Garden

鳥尾巻

ガッコウ

 おれは今日も穴を掘る。おれはあんまり頭がよくない。でも博士たちはいつもおれをほめてくれる。

 きみはジマンのガーデナーだって。ガーデナーっていうのは、庭を作ったり、草や花を育てるのがうまいヤツってことだ。

 博士たちは頭がいい。なんでもしってる。だからきっと、おれは腕のいいガーデナーなんだ。


 おれが生まれたころ、世界にエキビョウが流行った。大人たちが死んで行き場のなくなった子どもを集めた博士たちは、みんなにご飯を食べさせ、きれいな服を着せて、勉強を教えることにしたんだって。

 おれは座ってする勉強が好きじゃなかったから、博士たちは外でショクブツを育てる方法を教えてくれた。おれは勉強は嫌いだけど、ショクブツのことなら覚えられた。

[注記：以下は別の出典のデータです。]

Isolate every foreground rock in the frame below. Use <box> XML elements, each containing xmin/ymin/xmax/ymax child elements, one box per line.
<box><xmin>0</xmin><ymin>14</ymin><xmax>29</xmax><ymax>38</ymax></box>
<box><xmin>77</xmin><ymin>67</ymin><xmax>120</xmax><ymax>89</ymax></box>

 おれは今日も地面を掘る。土を掘り返して柔らかくするんだ。庭をきれいにして、花や野菜を育てる。おれの育てた花は長もちするし、野菜はとてもウマいって、博士たちはほめてくれる。おれもそう思う。


 ここは昔「ガッコウ」ってところだったんだ。博士たちが言うには、子どもが勉強する場所だって。げえ。なんで大人は子どもに勉強させたがるんだろうな。

 建物をグルッとかこむ青みどりの高いフェンスの向こうには、何があるのか知らない。博士たちに外は危ないから出ちゃいけないって言われてる。キケンな動物が入ってこないように、フェンスの外はドームみたいな透明な防壁シールドでおおわれてるんだって。


 でも、頭が良い子は「ソツギョウ」ってやつをして、外の安全な場所に仕事をしに行くんだ。おれはきっと一生ソツギョウはできないな。ここで野菜を作ってるほうが好きだ。

 博士たちはフェンスのそばに小さな家を建てて、そこにおれを住まわせてくれた。おかげで毎日好きな仕事ができる。


 ときどき、他の子たちが、ケースに入れたヒリョウをたくさん持って来てくれる。博士たちが作ったヒリョウを土に混ぜるときれいな花や、ウマい野菜が育つ。

 青みどり色で、なんて言ったっけ。博士たちがなんか言ってたけど、忘れた。とにかくおれは、その青みどりのグチャグチャのヤツをまいて、土を柔らかくして花や野菜を作る。


 あるとき、おれと同じ年くらいの女の子がやってきた。博士たちがみんなに配ってる灰色の作業着を着て、ニンジンみたいな色の長い髪を後ろで結んでいる。鼻に薄いソバカスが浮いていて、きれいな青みどりの目をしていた。

 みんなヒリョウを置いたらすぐ帰ってしまうけど、その子はおれが地面を掘るのをじっと見ていた。


「なに見てる?」


 おれの言い方が悪かったのか、女の子はビックリした顔をして、おれのことを見た。おれよりずいぶん体が小さいから、おれを見て怖がっているのかもしれない。その子は居心地が悪くなるくらい、じーっとおれの顔を見つめてから、口を開いた。小さくて、赤いバラの花びらみたいな口だ。


「ガーデナーがしゃべった。あなたしゃべれるの」

「しゃべるよ」

「他の子は話してるの聞いたことないって言ってたよ」

「みんなすぐ中に入っちまうからな。頭の良い子たちはおれに話しかけない」

「そうなの」


 何がおもしろいのか分からないけど、その子は小さな手で口を押えてクスクスと笑った。そして、その白くて小さい手を、おれに向けた。


「わたしはライラ。ガーデナーは名前なの?それともあだ名?」

「むかしはアダムって呼ばれてた」

「そうなの。よろしくね、アダム」


 おれは差し出されたライラの手のひらを見ていた。どうして手を出しているんだろう。何かほしいのかな。野菜?花?

 おれは土で汚れた手を作業着で拭いて、近くに咲いていたバラの花をつみ取った。ライラの柔らかそうな手が傷つかないように、棘をぜんぶ取って渡す。すると、ライラは悲しそうな顔をした。


「ありがとう。でもわたしは握手をしたいんだけど」

「アクシュ?」

「仲良くしたい人とする挨拶よ」


 ライラはそう言うと、バラを持っていない方の手で、おれの手を握った。思ったとおり柔らかくて、とてもあたたかい。おれの手はいつも土で汚れているからきれいな手が汚れてしまわないか心配だ。でも、ライラは握った手を軽く上下に振って、アクシュってやつを教えてくれた。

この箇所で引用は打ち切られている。